Il più grande conflitto di interessi nell’Italia del dopoguerra. In quel libro,
analizzo l’intreccio di interessi esistenti fra la sinistra, le cooperative
rosse, le istituzioni governative (il riferimento temporale è al governo Prodi
ma si riprodurrebbe con Bersani) e le amministrazioni locali; intreccio che costituisce
un palese conflitto di interessi, incompatibile con una sana e libera economia
di mercato. Le cooperative rosse, sono divenute delle vere e proprie aziende
capitalistiche che finanziano e procurano voti alla sinistra, in cambio di una
legislazione privilegiata in campo fiscale e di un’assegnazione preferenziale
degli appalti pubblici: una sorta di “economia di scambio” a danno delle
aziende non cooperative. Una sorta di “porta girevole” che consente un
interscambio di classe dirigente fra il Pd, le cooperative rosse, la Cgil, le
amministrazioni locali e viceversa. Spesso le amministrazioni comunali,
provinciali, regionali erogano finanziamenti pubblici a sostegno della
cooperazione; finanziamenti che non avrebbero, alcuna giustificazione in una
normale economia. I media ignorano il colossale conflitto che esiste fra le
cooperative rosse e il Pd di Bersani. Si è così così creata un’area economica
privilegiata, all’ombra della sinistra, al cui centro si pone il
partito-azienda, ossia il Pd, in origine Pci. Il legame tra le cooperative
rosse e la sinistra ha dato vita ad un impero politico-finanziario-aziendale
non indifferente. L’esempio più eclatante del conflitto di interessi fra
governo di sinistra e cooperative rosse si è reso manifesto in occasione del
Decreto Bersani sulle liberalizzazioni, che ha rappresentato l’ennesima
dimostrazione di come la sinistra avvantaggi la grande distribuzione, in
quanto, in gran parte, legata alle cooperative rosse, a discapito della rete
distributiva minore e dei piccoli e medi commercianti. False liberalizzazioni
sono state quelle di Bersani, in quanto la scelta di consentire la vendita di
farmaci, di giornali nei supermercati e
di consentire l’apertura di distributori di
benzina Coop e Conad è stata concepita, prima di tutto, come un regalo alla
cooperazione rossa. Un ulteriore esempio di conflitto di interessi è il caso
Hera Spa, la super Municipalizzata di Bologna e dell’Emilia Romagna, nel cui
consiglio di amministrazione siedono rappresentanti delle cooperative rosse.

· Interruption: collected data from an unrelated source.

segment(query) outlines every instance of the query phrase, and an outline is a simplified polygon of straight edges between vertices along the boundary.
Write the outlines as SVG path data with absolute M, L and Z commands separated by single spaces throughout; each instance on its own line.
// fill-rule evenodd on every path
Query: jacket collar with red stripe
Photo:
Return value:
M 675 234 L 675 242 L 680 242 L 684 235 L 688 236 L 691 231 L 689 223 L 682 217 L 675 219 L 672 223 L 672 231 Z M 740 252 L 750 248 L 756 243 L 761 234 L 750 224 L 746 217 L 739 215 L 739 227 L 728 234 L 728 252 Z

Il tribunale di Milano ha stabilito il 9
agosto del 2012 che non è reato dire che le coop sono uno «strumento del
capitalismo rosso», «un esempio da manuale di collateralismo tra politica e
affari». Il giudice di Milano ci ha infatti assolto dall’accusa di diffamazione
con una richiesta di danni per 550 mila euro intentata nei nostri confronti da
Hera, azienda multiservizi legata da sempre alle coop emiliane e al Pd, Pds,
Ds, Pci per un volumetto allegato nel 2006 a “Panorama”. Hera è stata
condannata a pagare le spese di lite e i compensi dei nostri legali per un
totale di 21 mila euro. Una vera disfatta giudiziaria. «Il sistema Legacoop è
un caso gigantesco di conflitto di interessi che vede in un ruolo chiave il
maggior partito politico della sinistra». Parole ritenute fondate dal giudice,
da ricordare a Bersani quando, come ha fatto più volte, cercherà di presentarsi
nuovamente come liberalizzatore dell’economia.